Acquisition History and Source Strategy¶

Status: Archive Audience: Team, AI agents Purpose: Preserve the earlier acquisition strategy and candidate-source reasoning that informed the current ML dataset expansion work

Why this document is archived¶

This document merges two earlier files:

the historical acquisition plan
the earlier candidate-source shortlist

It is kept for context because it explains the original reasoning behind:

targeted regional GBIF batches
tropical field priorities
the distinction between product-close data and broader robustness data
the desired long-term shape of ml/data/silver/

For the source list actually used by the code today, see ../current-training-sources.md.

Historical acquisition principles¶

The original acquisition logic was:

do not optimize for raw volume
optimize for benchmark ROI
prioritize data that resembles Niamoto’s real product targets

At that stage, the preferred order was:

real tested instance data
tropical field datasets
targeted regional GBIF
broader neighboring datasets for robustness

Historical target profile¶

The main target families were:

New Caledonia
Gabon / Cameroon
French Guiana / tropical field datasets
datasets from actually tested instances
useful GBIF corpora, but not GBIF volume for its own sake

Consequence:

forest_inventory should remain a guardrail
but it should not drive the acquisition roadmap by itself

Historical storage direction¶

The desired direction for ml/data/silver/ was to move away from a flat directory and toward provenance-oriented grouping such as:

ml/data/silver/
  instances/
  guyane/
  africa_tropical/
  gbif_targeted/

That principle still makes sense conceptually, even if the actual storage evolved incrementally.
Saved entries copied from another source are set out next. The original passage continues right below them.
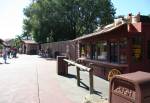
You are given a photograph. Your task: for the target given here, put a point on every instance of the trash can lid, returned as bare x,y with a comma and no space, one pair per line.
136,77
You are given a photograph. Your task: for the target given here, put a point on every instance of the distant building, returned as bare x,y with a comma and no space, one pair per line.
30,47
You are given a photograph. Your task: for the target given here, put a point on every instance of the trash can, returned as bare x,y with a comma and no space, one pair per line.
62,66
130,88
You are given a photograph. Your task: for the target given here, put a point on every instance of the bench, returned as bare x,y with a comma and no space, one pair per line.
82,68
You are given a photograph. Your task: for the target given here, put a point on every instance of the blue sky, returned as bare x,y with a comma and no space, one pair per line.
11,17
132,6
11,13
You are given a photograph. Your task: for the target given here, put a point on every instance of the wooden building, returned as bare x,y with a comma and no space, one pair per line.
30,47
121,47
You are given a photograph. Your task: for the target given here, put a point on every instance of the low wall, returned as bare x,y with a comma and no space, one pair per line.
64,48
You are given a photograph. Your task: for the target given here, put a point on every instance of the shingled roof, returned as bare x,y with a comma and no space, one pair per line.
29,41
106,29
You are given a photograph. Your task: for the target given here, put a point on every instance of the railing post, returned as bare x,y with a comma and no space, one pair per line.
78,76
91,81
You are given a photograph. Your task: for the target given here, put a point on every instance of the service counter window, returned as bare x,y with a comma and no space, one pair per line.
114,52
82,50
93,52
102,51
136,49
123,51
148,49
88,50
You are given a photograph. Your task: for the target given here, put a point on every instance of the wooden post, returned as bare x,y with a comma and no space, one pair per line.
78,76
91,81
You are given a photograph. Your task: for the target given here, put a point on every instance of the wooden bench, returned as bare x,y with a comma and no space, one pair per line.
82,68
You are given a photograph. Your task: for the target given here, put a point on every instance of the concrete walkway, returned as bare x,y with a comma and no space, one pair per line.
31,79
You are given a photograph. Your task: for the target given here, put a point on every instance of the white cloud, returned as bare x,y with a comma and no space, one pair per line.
11,17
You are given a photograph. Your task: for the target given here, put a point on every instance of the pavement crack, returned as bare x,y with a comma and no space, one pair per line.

Historical source prioritization¶

Priority A — very close to the product¶

real datasets from tested instances
tropical forest datasets from Guyane, Gabon, Cameroon, New Caledonia
targeted GBIF exports by region and style

Priority B — useful neighboring datasets¶

large tropical forest networks
vegetation plot networks
African and pan-tropical occurrence or plot databases

Priority C — controlled expansion¶

plant trait datasets
ecologically more distant but still compatible datasets
broader robustness sources

Examples from the original shortlist¶

The original shortlist explicitly highlighted:

tested instance datasets
Paracou / ForestScan
Guyafor network datasets such as Trinité and Trésor
ForestPlots.net / Lopé
RAINBIO
targeted GBIF regional downloads
targeted institutional GBIF subsets

Some of these became concrete acquisition work; others remained strategic options.

What this archive is still useful for¶

Keep this document when you need:

the historical why behind acquisition choices
the original source-selection logic
the reasoning that separated product-close datasets from broader robustness data

Do not use this document as the source of truth for:

current plans
the exact source list used by training
the exact current benchmark setup